A 請求人は、前記イのとおり、本件建物等の工事代金の支払のため銀行から借入れを行い、本件利子等を支払っており、本件利子等は、請求人が本件建物等を取得することを基因として支出されたものと認められる。
B 減価償却資産の取得価額については、施行令第126条第1項第1号に資産の購入代価、引受運賃、荷役費、運送保険料、購入手数料、関税その他当該資産の購入のために要した費用等の合計額とする旨規定しており、また、非事業用資産を業務の用に供した場合の償却費の計算については、施行令第135条《非事業用資産を業務の用に供した場合の償却費の計算の特例》に居住者がその有する家屋その他使用又は期間の経過により減価する資産で不動産所得、事業所得、山林所得又は雑所得を生ずべき業務の用に供していないものを当該業務の用に供した場合には、当該業務の用に供した日に当該資産の譲渡があったものとみなして所得税法第38条第2項の規定を適用した場合に当該資産の取得費とされる金額に相当する金額を同日における当該資産の償却後の価額として計算する旨規定している。

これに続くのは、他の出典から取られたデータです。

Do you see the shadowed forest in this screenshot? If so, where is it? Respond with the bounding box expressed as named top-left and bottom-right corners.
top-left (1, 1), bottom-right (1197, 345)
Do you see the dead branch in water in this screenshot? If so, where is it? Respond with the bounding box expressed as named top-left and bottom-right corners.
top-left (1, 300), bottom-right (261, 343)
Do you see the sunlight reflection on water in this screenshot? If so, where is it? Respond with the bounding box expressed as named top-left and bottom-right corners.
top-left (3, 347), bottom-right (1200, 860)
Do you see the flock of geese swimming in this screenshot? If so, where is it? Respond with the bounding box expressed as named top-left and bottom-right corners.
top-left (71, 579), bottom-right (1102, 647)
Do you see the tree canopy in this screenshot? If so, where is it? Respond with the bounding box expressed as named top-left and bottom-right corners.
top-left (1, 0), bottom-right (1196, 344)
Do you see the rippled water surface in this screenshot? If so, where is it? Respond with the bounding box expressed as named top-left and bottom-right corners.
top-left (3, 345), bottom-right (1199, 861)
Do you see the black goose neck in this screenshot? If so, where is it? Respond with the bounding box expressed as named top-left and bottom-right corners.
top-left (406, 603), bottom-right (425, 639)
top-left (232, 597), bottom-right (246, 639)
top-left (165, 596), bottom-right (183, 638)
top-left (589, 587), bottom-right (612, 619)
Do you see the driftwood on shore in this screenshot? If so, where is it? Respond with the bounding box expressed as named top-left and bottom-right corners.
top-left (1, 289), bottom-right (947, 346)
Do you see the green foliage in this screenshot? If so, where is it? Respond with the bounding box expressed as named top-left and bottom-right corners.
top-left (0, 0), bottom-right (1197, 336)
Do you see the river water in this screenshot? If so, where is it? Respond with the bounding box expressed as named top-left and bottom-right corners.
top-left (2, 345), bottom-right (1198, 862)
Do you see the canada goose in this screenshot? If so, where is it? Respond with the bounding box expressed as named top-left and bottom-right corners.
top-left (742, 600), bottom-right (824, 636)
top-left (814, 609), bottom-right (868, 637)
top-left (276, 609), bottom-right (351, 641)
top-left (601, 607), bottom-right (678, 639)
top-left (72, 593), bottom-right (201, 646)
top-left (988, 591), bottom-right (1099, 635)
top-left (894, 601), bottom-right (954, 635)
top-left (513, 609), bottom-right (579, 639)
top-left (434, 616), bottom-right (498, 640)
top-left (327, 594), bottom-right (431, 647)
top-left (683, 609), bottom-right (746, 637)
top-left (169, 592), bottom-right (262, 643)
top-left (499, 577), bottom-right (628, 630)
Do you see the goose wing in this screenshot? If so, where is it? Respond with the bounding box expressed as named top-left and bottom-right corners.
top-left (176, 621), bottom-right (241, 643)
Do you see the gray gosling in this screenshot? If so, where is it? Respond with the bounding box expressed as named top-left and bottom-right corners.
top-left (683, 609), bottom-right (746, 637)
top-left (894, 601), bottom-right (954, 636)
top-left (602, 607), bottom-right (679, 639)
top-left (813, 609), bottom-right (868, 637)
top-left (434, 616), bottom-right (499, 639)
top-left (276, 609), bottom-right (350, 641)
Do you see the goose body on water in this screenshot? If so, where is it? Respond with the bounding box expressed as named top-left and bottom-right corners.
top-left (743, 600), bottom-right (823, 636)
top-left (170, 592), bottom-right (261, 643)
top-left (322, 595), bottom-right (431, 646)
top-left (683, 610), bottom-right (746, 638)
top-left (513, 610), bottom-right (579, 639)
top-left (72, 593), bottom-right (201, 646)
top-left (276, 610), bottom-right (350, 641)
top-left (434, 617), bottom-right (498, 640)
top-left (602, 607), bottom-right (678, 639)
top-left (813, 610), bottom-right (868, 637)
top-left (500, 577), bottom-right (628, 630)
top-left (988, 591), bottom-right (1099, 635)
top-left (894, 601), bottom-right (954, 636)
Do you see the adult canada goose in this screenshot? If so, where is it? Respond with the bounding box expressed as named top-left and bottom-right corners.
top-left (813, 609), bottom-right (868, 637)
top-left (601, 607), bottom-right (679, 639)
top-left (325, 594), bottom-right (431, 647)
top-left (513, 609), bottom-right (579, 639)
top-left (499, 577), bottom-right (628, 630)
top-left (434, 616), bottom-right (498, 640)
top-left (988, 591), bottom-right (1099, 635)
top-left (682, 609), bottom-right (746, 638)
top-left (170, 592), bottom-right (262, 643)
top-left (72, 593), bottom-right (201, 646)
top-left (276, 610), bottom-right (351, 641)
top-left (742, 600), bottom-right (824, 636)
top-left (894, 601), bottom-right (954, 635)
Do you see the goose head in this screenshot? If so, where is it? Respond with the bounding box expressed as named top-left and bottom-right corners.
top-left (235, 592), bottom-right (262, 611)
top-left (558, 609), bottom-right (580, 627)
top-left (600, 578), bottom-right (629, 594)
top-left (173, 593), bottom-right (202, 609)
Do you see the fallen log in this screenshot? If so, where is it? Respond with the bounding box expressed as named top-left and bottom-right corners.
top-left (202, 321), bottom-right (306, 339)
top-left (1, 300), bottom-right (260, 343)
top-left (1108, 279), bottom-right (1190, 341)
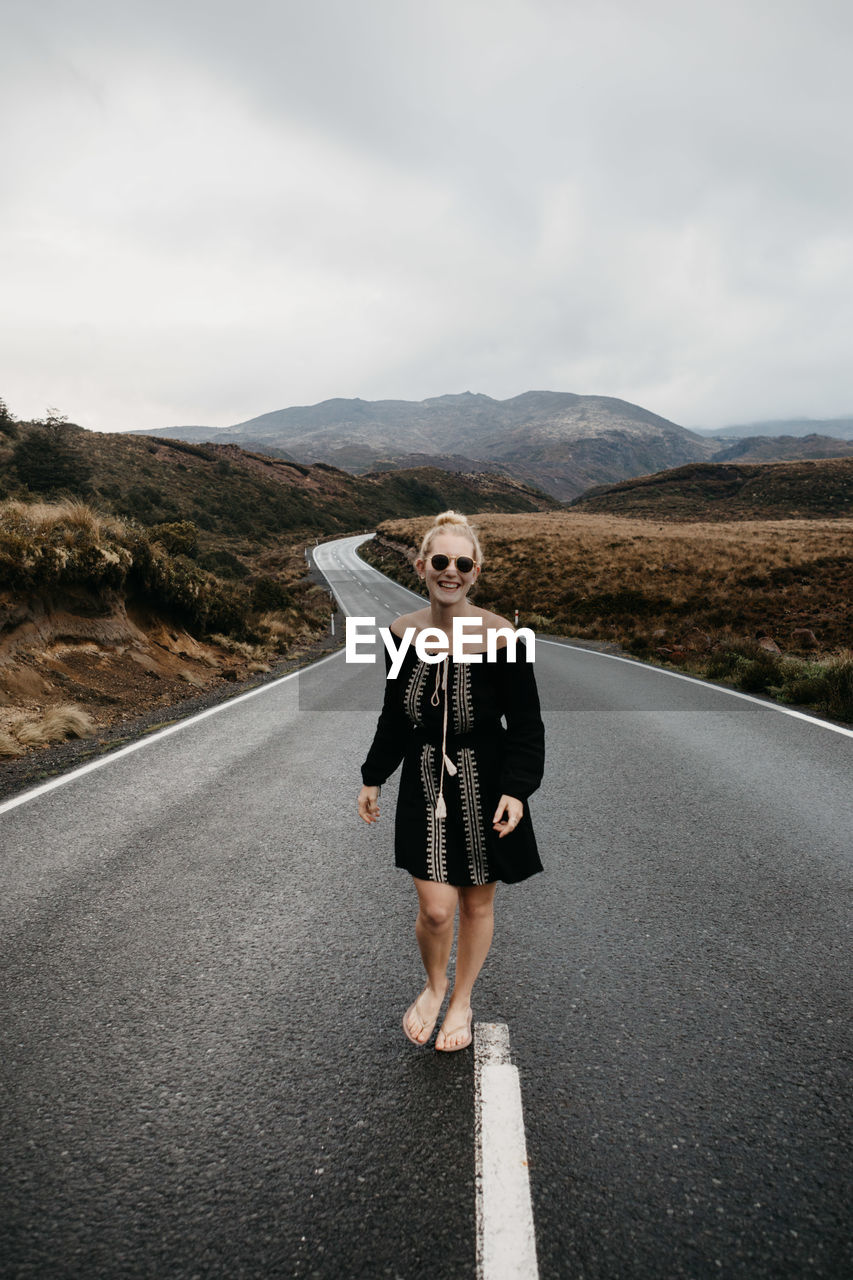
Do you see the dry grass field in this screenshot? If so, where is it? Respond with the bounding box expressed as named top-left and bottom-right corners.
top-left (364, 511), bottom-right (853, 721)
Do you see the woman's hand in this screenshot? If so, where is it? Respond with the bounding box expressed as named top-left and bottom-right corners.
top-left (358, 784), bottom-right (381, 824)
top-left (492, 794), bottom-right (523, 838)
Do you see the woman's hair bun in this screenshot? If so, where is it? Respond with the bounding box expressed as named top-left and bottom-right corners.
top-left (418, 510), bottom-right (483, 564)
top-left (434, 509), bottom-right (472, 529)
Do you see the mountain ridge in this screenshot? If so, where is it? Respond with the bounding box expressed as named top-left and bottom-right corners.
top-left (711, 434), bottom-right (853, 463)
top-left (132, 390), bottom-right (714, 500)
top-left (697, 416), bottom-right (853, 440)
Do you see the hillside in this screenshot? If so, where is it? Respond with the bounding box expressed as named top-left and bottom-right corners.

 さらに、所得税法第38条第1項は、譲渡所得の金額の計算上控除する資産の取得費は、別段の定めがあるものを除き、その資産の取得に要した金額並びに設備費及び改良費の額の合計額とする旨規定している。
 ところで、非事業用資産を借入金で取得し、当該資産を使用しないまま譲渡した場合の借入金利子は、所得税法第38条に規定するその資産の取得に要した金額として当該資産の取得費であると解されているところからみて、本件利子のように事業開始前に借入金によって事業用資産を取得した場合の事業開始までの借入金利子は、施行令第126条に規定するその他当該資産の購入のために要した費用と解される。
 これらのことから、基本通達38―8は、固定資産の取得のために借り入れた資金の利子のうち、その資金の借入れの日から当該固定資産の使用開始の日までの期間に対応する部分の金額は、業務の用に供される資産に係るもので、基本通達37―27又は37―28により当該業務に係る各種所得の金額の計算上必要経費に算入されたものを除き、当該固定資産の取得費又は取得価額に算入するとともに、固定資産取得のための借入れに通常必要と認められる費用についても同様とする旨定めている。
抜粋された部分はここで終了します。